Political Profile Mark Babin
AROOSTOOK COUNTY, Maine (WAGM) - Our Political Profile series we are doing with the Aroostook Partnership, we are focusing on Maine State House District 3 between Incumbent Democrat David McCrea and challenger Republican Mark Babin. Again, each candidate had 5 minutes to answer the same three questions. The questions were provided ahead of time and the interviews were all done through Zoom. Here is Republican Mark Babin.
Jason Parent, Aroostook Partnership: What are your top three priorities if elected, in the coming legislative session?
Mark Babin, Republican Maine State House District 3: Well, my first priority would be to be diligent at monitoring and gaging the spending in our state. Trying to fight at cutting the wasteful spending will be something I’m working on. That wasteful spending that has put demands on tax payers. No matter what kind of amount of spending is done it will eventually fall back on us, so we have to do a better job and I will work to do a better job of listening to the people of Maine, the people of our county, in other words, being connected to all of Maine. My second priority is connected to the first one and that is to lower taxes, which sounds like a promise that every politician makes, but again, listening to the people of our county, listening to the people of Maine, you’ll hear the same complaint. We’re being taxed to death, we’re being taxed beyond our means and we’ve got to look at the reasons as to why the increase in taxes and we know that there are programs and things that we need to cover. We need to take into consideration the people, the businesses, the economy and work together on a state level in order to fix some of these major issues. My third priority, again, is certainly not my last one, but looking at the small businesses in Aroostook County and Maine. And of course, they’ve struggled in the past, but they’ve struggle more since Covid. We’ve seen a decline in the work force, we’ve seen an increase in the cost of goods, 30 and 40% increase. We’ve seen a shortage of things that are needed in order to run a successful business and again there are many ways to help local businesses in Maine and I’ll try to find ways to help in order to prevent some of these things.
Kelly O’Mara, NewsSource 8: And you have about 3 minutes left for your next two questions. The second question is, what are your thoughts on population growth, or perhaps other strategies, to address our qualified employee shortages in the region?
Mark Babin, Republican Maine State House District 3: Looking for qualified employees and again, looking at whats happening in our region, if you look back in 2018, Maine was still riding on a low time, record of low unemployment that lasted for quite a long period of time. At it’s peak in 2016, Maine’s average annual rate was ranked 11th among the states, but during the pandemic it fell to 23rd. And of course it remained there until June of this past year. And so, there are reasons for that. And instead of dropping bonuses that rewards people for not working during a state wide labor shortage, Maine announced the back to work plan which paid 1500 dollars bonuses to those that leave the unemployment and go hold a job for at least 8 weeks. The problem is that by staying on unemployment, that same individual can earn an extra 2400 dollars in federal bonuses over that same period of time. So, in Maine, only approximately 400 people participated in that plan, but then at the same time over a thousand Mainer’s filed unemployment claims during that same period. So, again, taxing people that are working to pay for people who are not is not a good policy for any state, including Maine, so my personal feelings again that the failed state policies have limited the recovery of businesses and the increase in the workforce.
Jason Parent, Aroostook Partnership: So, you have about a minute and a half for the last question and the last question is, Aroostook County’s workforce participation rate continues to decline and is currently at 54% for residents 16 and older. What do you feel the barriers are to increasing this important metric and what are your ideas to reverse this trend?

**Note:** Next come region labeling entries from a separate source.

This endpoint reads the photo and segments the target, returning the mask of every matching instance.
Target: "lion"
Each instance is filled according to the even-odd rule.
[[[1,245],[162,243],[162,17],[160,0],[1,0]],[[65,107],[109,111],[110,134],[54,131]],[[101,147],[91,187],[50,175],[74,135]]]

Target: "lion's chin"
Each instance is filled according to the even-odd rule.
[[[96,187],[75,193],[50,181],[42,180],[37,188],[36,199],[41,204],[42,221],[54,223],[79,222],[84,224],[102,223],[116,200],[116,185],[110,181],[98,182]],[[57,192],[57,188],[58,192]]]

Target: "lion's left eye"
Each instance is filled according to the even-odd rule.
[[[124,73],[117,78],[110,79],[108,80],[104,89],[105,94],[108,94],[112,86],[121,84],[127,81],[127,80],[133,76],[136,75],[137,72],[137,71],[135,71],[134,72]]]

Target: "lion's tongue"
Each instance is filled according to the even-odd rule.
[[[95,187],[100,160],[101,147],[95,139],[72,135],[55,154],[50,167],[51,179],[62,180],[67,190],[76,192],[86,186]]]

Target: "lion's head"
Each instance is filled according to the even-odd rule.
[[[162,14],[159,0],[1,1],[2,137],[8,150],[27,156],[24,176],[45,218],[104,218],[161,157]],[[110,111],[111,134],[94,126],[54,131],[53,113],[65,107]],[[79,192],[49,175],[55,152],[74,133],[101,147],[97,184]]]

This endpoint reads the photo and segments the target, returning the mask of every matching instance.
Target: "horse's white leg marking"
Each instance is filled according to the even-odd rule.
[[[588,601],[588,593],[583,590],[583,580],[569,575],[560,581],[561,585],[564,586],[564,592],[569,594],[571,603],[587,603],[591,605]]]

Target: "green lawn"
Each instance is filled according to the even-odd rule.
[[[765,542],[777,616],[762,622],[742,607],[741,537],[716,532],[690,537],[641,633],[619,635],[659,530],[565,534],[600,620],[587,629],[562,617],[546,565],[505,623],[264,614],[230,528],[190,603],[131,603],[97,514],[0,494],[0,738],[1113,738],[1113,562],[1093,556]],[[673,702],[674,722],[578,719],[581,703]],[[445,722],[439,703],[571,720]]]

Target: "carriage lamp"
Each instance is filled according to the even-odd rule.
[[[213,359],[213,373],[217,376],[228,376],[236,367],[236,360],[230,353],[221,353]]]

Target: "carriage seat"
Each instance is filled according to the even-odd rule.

Mark Babin, Republican Maine State House District 3: Well, the declining population and the loss of younger people in Aroostook County specially and all over the state has created a shortage of workers in key positions, vital positions, law enforcement, medical, ambulance services, retail stores, restaurants, big box stores and businesses have had to shut down because of no staff or no employees and nobody to help run like it used to be. And so in Maine, the high unemployment benefits at the state level, national levels are to blame for what we’re seeing along side our roads right now, all the signs, now hiring. A lot of signs in windows or businesses, now hiring, sign on bonuses and trying to encourage people to join the work force again. There is a shortage of population, but at the same time there are people, especially in our county that we know of that could go back to work and need to go back to work. So, as I mentioned a few moments ago, unemployment benefits to well able bodied individuals, who could be a part of our workforce have made a negative impact upon our work force, so again, we need to do a better job of screening and helping those who need the help in order to get back in the workforce and to find employment and I think we can do that and hopefully if I’m elected we’ll be able to work on those things.